The recent patient has experts baffled because there were no rats or rat excrement in his home, and nobody else in his household has shown symptoms. The patient also had no recent travel history. According to the statement released by the Hong Kong's Center for Health Protection or CHP on April 30, based on the available epidemiological information, the source and the route of infection could not be determined.

What experts know and don't know

Research teams and health experts have been trying to understand the new health threat since 2018. They have made some progress and their diagnostic tests have been refined and improved. They have spread awareness among the health care sector so doctors know to test for rat HEV and they also launched public awareness campaigns.

Scientists are now testing rat populations across the city to identify clusters before they can jump to humans.
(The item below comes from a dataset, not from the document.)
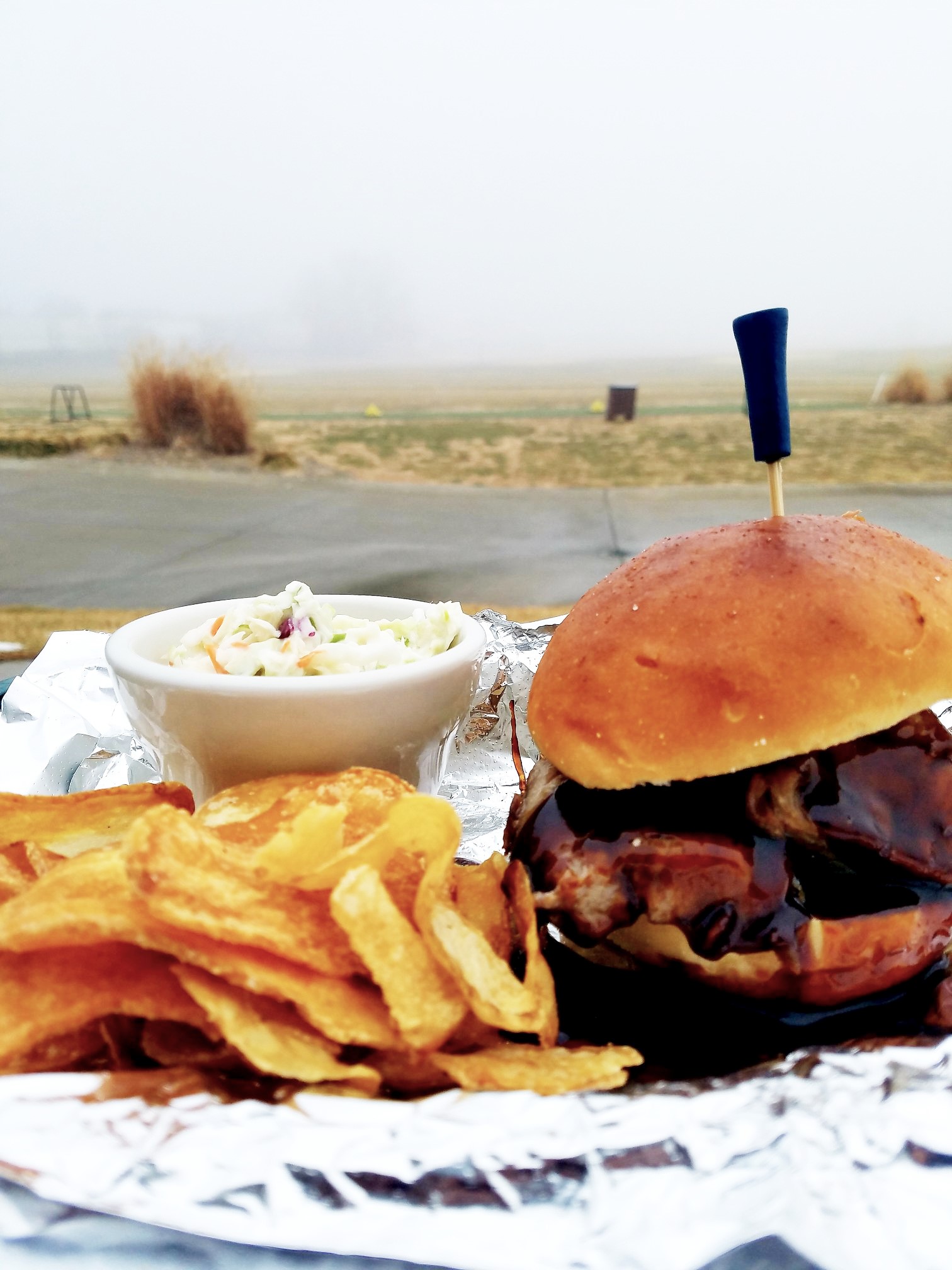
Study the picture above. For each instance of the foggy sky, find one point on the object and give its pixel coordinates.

However, there is still so much about rat HEV that is still unknown.

Experts do not know how long the incubation period of the virus is and they are still trying to find treatment because the medication used to treat the human variant of hepatitis E ha had mixed results on patients with rat HEV. The biggest unknown that scientists are still trying to study is how the virus jumped from rats to humans.

According to Dr. Sridhar, that data that they have collected does not make much sense because people who live in rat-infested areas are not infected and the patients who are infected came from a neighborhood with low rat numbers. They are not sure whether the rats contaminate food or if there is another animal involved, and experts are still working on the missing link.